Definitely a complicating factor was that all of this was meant to be usable by non-nerds and in an environment with limited or possibly no internet access. It wouldn't have been acceptable to download your installer package at the hotel, and then get to site and invoke it only to discover that you were on the hook for a few GBs of transfer from docker.io.
This sounds a bit like a GUI application, so containers would bring their own problems. Also you again force end user install docker etc
It would be a dream-come-true to be able to compile Python (or some kind of very-close Python) down to a static binary. I want to run it like a Go binary.
You already could? Or are you asking about something else?
I looked into this and it seems like no, these are not static binaries at all. They dynamically load stuff, and cython seems to be embedding very specific headers, including linux specific ones (asm/errno.h). I tried to build using musl-gcc but it was too different.
When I say build static like a Go binary, I mean that the binary contains everything, and is not allowed to dynamically load anything at all. Also, preferrably it doesn't need a C standard library, and does system calls manually.
Here is one recent benchmark. Looks very promising. https://github.com/mypyc/mypyc-benchmark-results/blob/master...
> Classes are compiled into extension classes without __dict__ (much, but not quite, like if they used __slots__)
Is there any way to say "no, a really want a __dict__ class here, please"?
I think defining __dict__ explicitly should work.
> Is there any way to say "no, a really want a __dict__ class here, please"?
Write it in a module you aren't compiling, and import it, since this supports compiled modules using noncompiled ones.
CUDA is basically C with Fortran semantics, right? Wouldn't something like that be possible with Python?

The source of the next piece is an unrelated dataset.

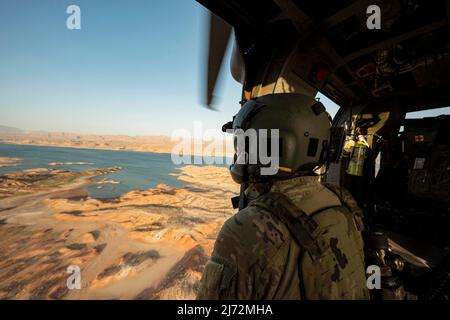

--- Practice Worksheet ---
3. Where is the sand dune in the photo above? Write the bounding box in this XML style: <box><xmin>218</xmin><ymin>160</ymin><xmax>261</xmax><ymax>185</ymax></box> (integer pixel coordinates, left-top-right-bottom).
<box><xmin>0</xmin><ymin>166</ymin><xmax>238</xmax><ymax>299</ymax></box>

It seems really interesting that the mypy team went to such lengths to create a binary version of their linter.
The big draw with mypyc has got to be direct integration with other source code in C.
Can anyone answer if it’s possible to replace PyPy’s VM backend with LLVM for AOT compilation? I wonder if that will results in any performance improvements.

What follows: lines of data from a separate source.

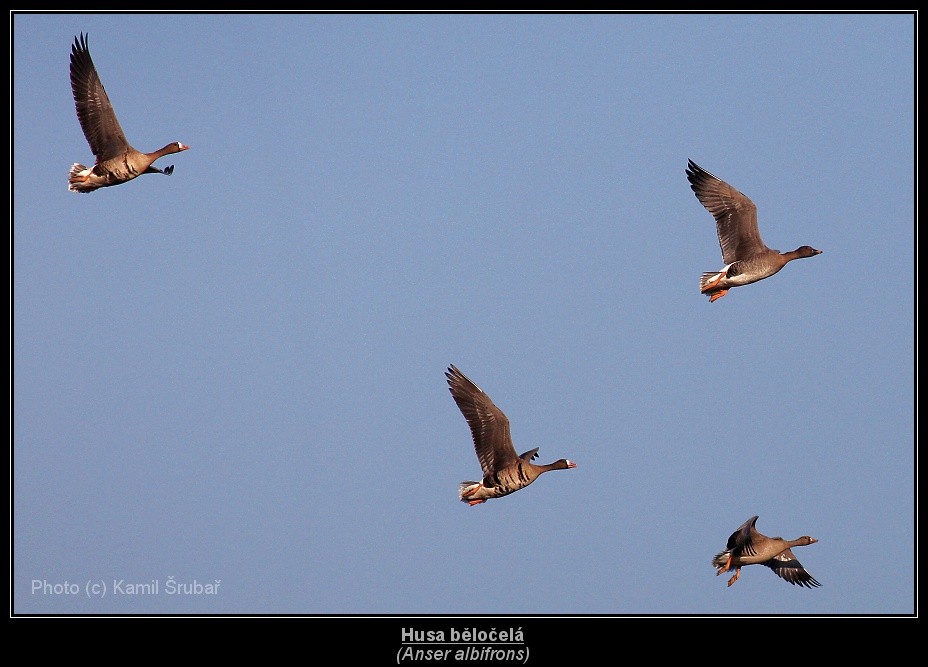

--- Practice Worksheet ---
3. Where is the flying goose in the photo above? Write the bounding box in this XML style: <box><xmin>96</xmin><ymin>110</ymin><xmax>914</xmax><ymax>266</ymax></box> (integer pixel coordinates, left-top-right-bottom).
<box><xmin>686</xmin><ymin>160</ymin><xmax>822</xmax><ymax>303</ymax></box>
<box><xmin>445</xmin><ymin>364</ymin><xmax>577</xmax><ymax>505</ymax></box>
<box><xmin>712</xmin><ymin>516</ymin><xmax>821</xmax><ymax>588</ymax></box>
<box><xmin>68</xmin><ymin>33</ymin><xmax>190</xmax><ymax>192</ymax></box>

Does the resulting code run as fast as native C?
Would love to see some benchmarks on this.
> Does the resulting code run as fast as native C?
The motivating use case is mypy, so I guess if someone wants to hand code mypy in native C we can assess this. But not doing that is as much, I would expect, of the motivation as speeding up mypy is.
There is also Pyccel https://github.com/pyccel/pyccel. When I last tried it, it worked on most small codes, but there were some bugs.
"The aim of Pyccel is to provide a simple way to generate automatically, parallel low level code. The main uses would be:
Convert a Python code (or project) into a Fortran or C code. Accelerate Python functions by converting them to Fortran or C functions. Pyccel can be viewed as:
Python-to-Fortran/C converter a compiler for a Domain Specific Language with Python syntax"
The downvotes probably came from non-slavic readers. I read it as Murus too haha.
This sounds awesome.
What does it do?
It compiles type-annotated Python to C
Does the resulting code run as fast as native C?
> Mypyc is a compiler that compiles mypy-annotated, statically typed Python modules into CPython C extensions. Currently our primary focus is on making mypy faster through compilation -- the default mypy wheels are compiled with mypyc. Compiled mypy is about 4x faster than without compilation.
My wager is that it does not. It may if you have math intensive code, but if you have an algorithm that touches lots of python built in datatypes, access to those types will be the bottleneck.